I'm trying to find a more elegant way to reorder the elements of the Kronecker product $\text{vec}(\textbf{A})\text{vec}(\textbf{A})^T$ into those of $\textbf{A} \otimes \textbf{A}$, where $\textbf{A}$ is an $m \times m$ symmetric matrix.

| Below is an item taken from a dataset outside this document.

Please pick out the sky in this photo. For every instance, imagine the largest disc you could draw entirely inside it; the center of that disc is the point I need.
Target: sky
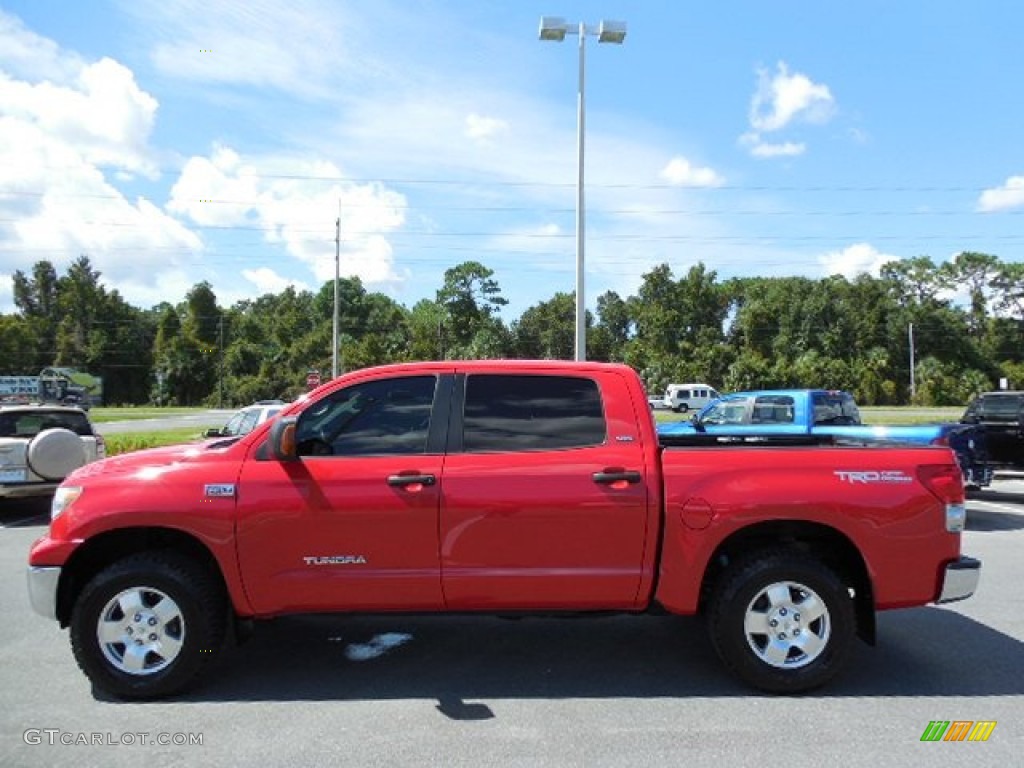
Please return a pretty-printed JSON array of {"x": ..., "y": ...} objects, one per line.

I have a solution that extracts each column of $\text{vec}(\textbf{A})\text{vec}(\textbf{A})^T$, reshapes it using the inverse-$\text{vec}$ operator, and positions the resulting block correctly in a matrix of zeros before summing over all the blocks:
$\textbf{A} \otimes \textbf{A} = \sum_{i=1}^m \sum_{j=1}^m \textbf{e}_i \textbf{e}_j^T \otimes \Big(\text{vec}(\textbf{I})^T \otimes \textbf{I}\Big) \Big(\textbf{I} \otimes \text{vec}(\textbf{A})\text{vec}(\textbf{A})^T (\textbf{e}_i \otimes \textbf{e}_j)\Big)$
where $\textbf{I}$ is the $m \times m$ identity matrix and $\textbf{e}_i$ is the $i$th column of $\textbf{I}$.
I'm now looking for a matrix expression that performs the same reordering, preferably without any summation, but certainly without having to expand and collapse the matrix.